Press Release · Africa · 31 MAY 2025
World No Tobacco Day 2025: The Appeal Worth Unmasking is the One Against Adult Choice
LAGOS, NIGERIA — The 2025 theme of World No Tobacco Day, set by the World Health Organization, is "Unmasking the appeal: exposing industry tactics on tobacco and nicotine products." The Foundation for Consumer Freedom Advancement (FCFA) supports the goal of honest information for consumers. We also believe that goal is undermined when honest information is replaced with policy that flattens the difference between combustible cigarettes and the safer alternatives that exist today.
Across Africa, smokers who want to switch to less harmful products are increasingly being told the products are the same. The science says they are not. The international experience says they are not. African adults are not the exception that justifies pretending otherwise.
The Difference That Policy Keeps Erasing
Combustible cigarettes deliver nicotine through smoke produced by burning tobacco. The smoke contains thousands of chemical compounds, including dozens of known carcinogens. The health risk associated with smoking is, overwhelmingly, the risk of inhaling that combustion. Reduced-risk products such as e-cigarettes, oral nicotine pouches, and heated tobacco products deliver nicotine without combustion. They are not without risk, and FCFA does not claim they are. They are, however, materially less harmful than the cigarette they would otherwise replace for an adult smoker who would otherwise continue smoking.

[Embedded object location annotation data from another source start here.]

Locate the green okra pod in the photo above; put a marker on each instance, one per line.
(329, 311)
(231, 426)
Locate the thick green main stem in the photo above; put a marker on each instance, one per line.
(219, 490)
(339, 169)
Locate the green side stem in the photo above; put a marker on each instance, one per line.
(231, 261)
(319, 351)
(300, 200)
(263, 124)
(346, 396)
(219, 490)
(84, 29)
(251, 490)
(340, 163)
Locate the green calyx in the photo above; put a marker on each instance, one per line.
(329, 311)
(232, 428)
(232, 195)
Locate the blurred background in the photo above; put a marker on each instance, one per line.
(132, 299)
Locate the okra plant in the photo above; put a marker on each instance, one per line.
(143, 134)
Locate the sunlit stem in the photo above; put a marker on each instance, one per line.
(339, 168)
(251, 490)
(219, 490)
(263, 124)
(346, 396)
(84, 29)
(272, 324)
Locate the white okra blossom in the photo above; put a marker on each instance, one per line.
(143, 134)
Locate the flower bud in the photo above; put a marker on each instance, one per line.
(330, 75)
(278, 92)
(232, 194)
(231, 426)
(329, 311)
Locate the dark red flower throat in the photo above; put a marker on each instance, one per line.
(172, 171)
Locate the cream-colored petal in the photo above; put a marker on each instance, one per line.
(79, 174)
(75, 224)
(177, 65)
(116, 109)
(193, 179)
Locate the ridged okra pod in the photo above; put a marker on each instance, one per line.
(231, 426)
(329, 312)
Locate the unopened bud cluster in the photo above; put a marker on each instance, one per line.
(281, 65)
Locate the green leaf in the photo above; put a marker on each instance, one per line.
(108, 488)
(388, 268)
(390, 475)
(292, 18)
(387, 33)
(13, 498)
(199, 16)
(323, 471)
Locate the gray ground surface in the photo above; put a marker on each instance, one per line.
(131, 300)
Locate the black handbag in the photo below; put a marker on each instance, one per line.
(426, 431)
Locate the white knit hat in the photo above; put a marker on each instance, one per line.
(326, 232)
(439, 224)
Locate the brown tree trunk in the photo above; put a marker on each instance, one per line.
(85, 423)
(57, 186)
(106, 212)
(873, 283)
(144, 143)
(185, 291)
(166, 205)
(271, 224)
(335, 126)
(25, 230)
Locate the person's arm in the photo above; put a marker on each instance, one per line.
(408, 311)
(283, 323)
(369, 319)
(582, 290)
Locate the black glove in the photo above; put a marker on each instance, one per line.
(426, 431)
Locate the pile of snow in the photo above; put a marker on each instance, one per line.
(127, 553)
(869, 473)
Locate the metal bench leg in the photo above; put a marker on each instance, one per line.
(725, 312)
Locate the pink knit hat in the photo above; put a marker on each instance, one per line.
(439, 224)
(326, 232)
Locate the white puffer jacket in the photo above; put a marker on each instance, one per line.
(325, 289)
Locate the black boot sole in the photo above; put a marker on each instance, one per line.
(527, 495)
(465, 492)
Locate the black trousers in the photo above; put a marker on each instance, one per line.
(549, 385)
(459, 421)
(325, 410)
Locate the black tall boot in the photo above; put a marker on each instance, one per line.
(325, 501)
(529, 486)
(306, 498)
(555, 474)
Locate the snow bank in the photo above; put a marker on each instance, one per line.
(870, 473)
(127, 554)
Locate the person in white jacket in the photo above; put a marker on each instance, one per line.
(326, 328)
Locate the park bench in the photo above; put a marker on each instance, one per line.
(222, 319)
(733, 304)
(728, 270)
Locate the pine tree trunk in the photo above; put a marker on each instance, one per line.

That is not an industry talking point. It is the position taken by Public Health England, the United Kingdom's National Health Service, the Royal College of Physicians, the New Zealand Ministry of Health, and Sweden's experience over decades of snus availability. Sweden has the lowest tobacco-related mortality in the European Union, and is on track to officially become the first smoke-free country in the world. That outcome was reached by allowing adult smokers to switch to safer products under proper regulation, not by banning the alternatives.
What "Unmasking" Should and Should Not Mean
If the WHO theme means exposing predatory marketing to children, deceptive flavour designs that target minors, and industry messaging that obscures the real risks of smoking, FCFA agrees. Children should not be a market for any nicotine product. Honesty is owed to every consumer.
If the theme is used to justify regulatory frameworks that treat reduced-risk products as identical to cigarettes, restrict adult access to safer alternatives, or remove the only realistic pathway many adult smokers have to a less harmful product, that is not consumer protection. That is the suppression of consumer choice in the name of consumer protection. Those are not the same thing.
What FCFA Is Working On
This year, FCFA has engaged regulatory and standards bodies in Nigeria during the development of Nigerian Industrial Standards for alternative nicotine products. We have continued coalition work in Ghana with the Institute of Liberty, Policy and Innovation. We have engaged the South African legislative process on the Tobacco Products and Electronic Delivery Systems Control Bill. The work is for the same reason every year. African adults are capable of deciding for themselves what risks they are willing to accept. Policy should help them choose well, not choose for them.
Media inquiries: hello@thefcfa.org
The Foundation for Consumer Freedom Advancement is a Nigerian-registered consumer advocacy group operating across Africa. FCFA advocates for consumer autonomy in tobacco harm reduction, sugar and beverage policy, and the digital economy.